The amp read out as received is close enough but the voltage is off in the 72 volt range. There is a mini screw to adjust it in the readout. I have a calibrator and will be happy to adjust your units. Just send them to me.

Here is the parts list. You REALLY need the Buck Converter or the meter will only last a month due to spikes. (Experience talking)

DC 0 300V 500A Dual LED Digital Volt Amp Voltage Power Meter 500A 75mV Shunt | eBay

DC Step Down Converter Buck 12V to 5V 3A 15W Voltage Regulator Car Power Supplyp | eBay

DC 300V 500A Ammeter Voltmeter Digital Amp Volt Tester Meter Voltage 12V 24V Car | eBay

I’d still prefer a hall effect sensor. But do you have a wiring diagram for connecting this shunt/meter/buck converter?

Wiring diagram is in the ebay listing,

Hall effect is not normally used in ammeter circuits.

There doesn’t seem to be a hall effect panel meter for less than a few $100s.

The only advantage is isolation from power circuits. And if you use a voltmeter the isolation gone.

I have a 200A wireless power meter coming. Inquiry’s on 500 amp version aren’t going anywhere.
Going to try a hack. 200-500A

There are “clamp on” meters available that might work for testing.

Rodney will show you how he connects his with isolated power supply.

[quote=Inwo;29575]There doesn’t seem to be a hall effect panel meter for less than a few $100s.

The only advantage is isolation from power circuits.[/quote]

Thanks! Probably not interested at that price. I like that there’s nothing in a Hall effect system that would leave me stranded if it fails.

Don’t worry about a shunt then. It’s just a solid buss bar with a tiny voltage drop.

What is your budget?

Most DC transducers require ± 15 volt supply’s which adds to complexity.

I found this one that looks promising.
Glad to research and build anything with wide interest.

This would be perfect if I were intelligent/industrious enough to disassemble it and use the pieces to make two new pieces out of it - sensor/meter.

Yes it does.

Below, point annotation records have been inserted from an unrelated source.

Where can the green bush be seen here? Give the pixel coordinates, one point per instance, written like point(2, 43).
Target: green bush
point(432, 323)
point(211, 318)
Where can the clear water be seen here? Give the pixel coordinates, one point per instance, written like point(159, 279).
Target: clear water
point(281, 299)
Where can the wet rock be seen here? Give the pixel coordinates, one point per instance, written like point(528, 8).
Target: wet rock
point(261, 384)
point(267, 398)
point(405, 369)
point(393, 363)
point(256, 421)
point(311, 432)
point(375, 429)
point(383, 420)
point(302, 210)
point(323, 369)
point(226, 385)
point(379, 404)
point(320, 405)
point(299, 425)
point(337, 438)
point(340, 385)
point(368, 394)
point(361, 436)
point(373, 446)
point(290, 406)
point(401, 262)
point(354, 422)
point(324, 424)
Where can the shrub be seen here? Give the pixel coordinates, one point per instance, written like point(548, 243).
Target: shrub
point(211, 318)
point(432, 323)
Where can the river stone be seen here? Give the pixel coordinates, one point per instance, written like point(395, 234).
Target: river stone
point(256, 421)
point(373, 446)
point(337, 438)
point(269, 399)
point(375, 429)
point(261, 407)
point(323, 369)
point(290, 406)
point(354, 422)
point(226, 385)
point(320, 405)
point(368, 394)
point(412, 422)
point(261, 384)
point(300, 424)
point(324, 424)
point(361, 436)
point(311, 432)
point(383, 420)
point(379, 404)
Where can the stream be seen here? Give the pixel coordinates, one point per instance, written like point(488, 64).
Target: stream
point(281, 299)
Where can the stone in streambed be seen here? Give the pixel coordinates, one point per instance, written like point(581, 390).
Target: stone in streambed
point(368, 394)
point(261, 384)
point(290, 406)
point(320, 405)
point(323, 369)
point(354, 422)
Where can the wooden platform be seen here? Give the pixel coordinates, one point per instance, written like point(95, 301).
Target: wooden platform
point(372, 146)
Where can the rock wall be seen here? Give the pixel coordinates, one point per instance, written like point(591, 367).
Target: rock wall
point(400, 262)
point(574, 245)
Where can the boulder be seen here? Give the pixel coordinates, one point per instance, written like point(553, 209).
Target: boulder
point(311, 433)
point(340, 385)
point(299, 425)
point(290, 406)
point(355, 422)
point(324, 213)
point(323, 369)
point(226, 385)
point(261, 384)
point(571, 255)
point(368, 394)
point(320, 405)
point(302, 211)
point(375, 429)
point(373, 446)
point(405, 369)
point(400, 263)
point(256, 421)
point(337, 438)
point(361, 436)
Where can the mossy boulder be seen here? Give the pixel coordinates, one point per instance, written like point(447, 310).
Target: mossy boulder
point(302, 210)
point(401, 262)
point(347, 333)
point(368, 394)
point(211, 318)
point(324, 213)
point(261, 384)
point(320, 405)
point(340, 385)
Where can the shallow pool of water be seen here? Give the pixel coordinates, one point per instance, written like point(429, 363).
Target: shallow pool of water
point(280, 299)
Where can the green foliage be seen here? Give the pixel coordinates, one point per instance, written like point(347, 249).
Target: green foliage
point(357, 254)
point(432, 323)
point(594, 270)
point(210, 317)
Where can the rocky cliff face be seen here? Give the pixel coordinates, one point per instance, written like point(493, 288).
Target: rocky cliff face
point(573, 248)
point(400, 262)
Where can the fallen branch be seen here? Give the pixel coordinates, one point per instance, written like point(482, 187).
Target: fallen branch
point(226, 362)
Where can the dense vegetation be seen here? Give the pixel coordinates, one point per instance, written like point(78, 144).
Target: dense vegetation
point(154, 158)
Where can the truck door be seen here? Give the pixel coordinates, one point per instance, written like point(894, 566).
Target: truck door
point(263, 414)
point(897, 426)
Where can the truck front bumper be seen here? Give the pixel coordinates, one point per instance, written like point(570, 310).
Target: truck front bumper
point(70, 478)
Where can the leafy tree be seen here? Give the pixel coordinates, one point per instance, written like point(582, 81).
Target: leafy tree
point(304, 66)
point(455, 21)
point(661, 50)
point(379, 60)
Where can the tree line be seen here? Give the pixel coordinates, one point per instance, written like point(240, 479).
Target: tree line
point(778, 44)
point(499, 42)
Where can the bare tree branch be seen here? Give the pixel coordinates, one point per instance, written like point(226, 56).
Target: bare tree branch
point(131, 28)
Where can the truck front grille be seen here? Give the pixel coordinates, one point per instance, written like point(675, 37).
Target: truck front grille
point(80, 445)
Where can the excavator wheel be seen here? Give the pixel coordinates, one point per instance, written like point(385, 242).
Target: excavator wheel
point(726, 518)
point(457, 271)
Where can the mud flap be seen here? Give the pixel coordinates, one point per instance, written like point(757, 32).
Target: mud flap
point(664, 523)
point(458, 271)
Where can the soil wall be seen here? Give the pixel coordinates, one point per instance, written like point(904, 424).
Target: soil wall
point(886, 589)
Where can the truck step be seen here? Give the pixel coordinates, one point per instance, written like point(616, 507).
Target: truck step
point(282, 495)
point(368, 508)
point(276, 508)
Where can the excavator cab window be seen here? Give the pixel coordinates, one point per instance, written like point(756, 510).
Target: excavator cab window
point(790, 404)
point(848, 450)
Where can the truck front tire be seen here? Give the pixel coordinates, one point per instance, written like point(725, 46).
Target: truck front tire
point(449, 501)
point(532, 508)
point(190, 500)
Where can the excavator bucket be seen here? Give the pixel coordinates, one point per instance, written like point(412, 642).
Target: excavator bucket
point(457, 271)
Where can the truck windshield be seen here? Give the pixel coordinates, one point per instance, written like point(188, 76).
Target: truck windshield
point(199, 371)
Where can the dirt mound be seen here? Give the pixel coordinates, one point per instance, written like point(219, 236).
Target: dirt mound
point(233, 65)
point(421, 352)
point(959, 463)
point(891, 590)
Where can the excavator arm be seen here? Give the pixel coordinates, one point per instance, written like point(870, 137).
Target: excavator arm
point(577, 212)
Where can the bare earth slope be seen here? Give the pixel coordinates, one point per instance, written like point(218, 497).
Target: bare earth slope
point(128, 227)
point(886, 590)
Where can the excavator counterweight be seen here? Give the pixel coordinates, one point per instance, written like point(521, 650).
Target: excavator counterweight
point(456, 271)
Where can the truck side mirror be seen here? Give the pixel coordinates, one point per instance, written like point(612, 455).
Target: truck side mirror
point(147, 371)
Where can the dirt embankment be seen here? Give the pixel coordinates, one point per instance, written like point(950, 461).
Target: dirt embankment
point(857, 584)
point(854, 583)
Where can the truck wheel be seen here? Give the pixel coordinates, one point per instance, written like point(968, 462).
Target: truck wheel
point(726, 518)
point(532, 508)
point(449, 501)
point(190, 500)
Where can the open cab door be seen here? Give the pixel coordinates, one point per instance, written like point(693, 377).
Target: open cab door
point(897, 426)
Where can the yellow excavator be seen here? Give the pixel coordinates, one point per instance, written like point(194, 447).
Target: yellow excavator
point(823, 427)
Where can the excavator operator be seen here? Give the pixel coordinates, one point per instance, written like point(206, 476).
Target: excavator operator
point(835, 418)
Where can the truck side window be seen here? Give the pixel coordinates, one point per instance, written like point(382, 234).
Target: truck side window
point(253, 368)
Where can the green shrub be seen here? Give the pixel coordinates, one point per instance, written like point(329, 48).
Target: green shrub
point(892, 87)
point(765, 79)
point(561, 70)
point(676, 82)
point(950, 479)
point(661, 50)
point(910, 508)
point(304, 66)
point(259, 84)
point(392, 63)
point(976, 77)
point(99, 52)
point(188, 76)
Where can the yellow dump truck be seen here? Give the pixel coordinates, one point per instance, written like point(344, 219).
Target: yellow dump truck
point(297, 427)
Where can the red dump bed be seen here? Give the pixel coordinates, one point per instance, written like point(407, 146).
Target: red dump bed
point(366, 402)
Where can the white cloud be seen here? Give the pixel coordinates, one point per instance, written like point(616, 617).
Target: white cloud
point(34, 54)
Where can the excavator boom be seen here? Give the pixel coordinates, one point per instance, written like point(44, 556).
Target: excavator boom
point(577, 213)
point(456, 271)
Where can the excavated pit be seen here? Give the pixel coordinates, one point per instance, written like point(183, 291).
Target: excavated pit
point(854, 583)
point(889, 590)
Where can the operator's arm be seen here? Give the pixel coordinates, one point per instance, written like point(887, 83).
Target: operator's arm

Very simple installation also.

It’s as simple as it looks.
0-300A in reads 0-2.5 volts out

The one I found on Ebay is $29 but only 300 amps.

Time permitting, I will see if it will do 400A for short time. Or look for 500A version.

From your sketch, the transducer looks like an InPower model. They make a 600A version, but I can’t find a price on one.


This is as simple as it gets if you only want amps.


That’s just hard to beat. :wink:
And totally reliable from a car breakdown view.
A shunt is near indestructible.

Fuses at the shunt output would be a good idea.

This will be the way to go, if only larger than 200amps.
Should be able to re-calibrate or compute using a larger shunt.

Might even work from 9v battery.

Chinese hint on having other models , but balk when trying to order.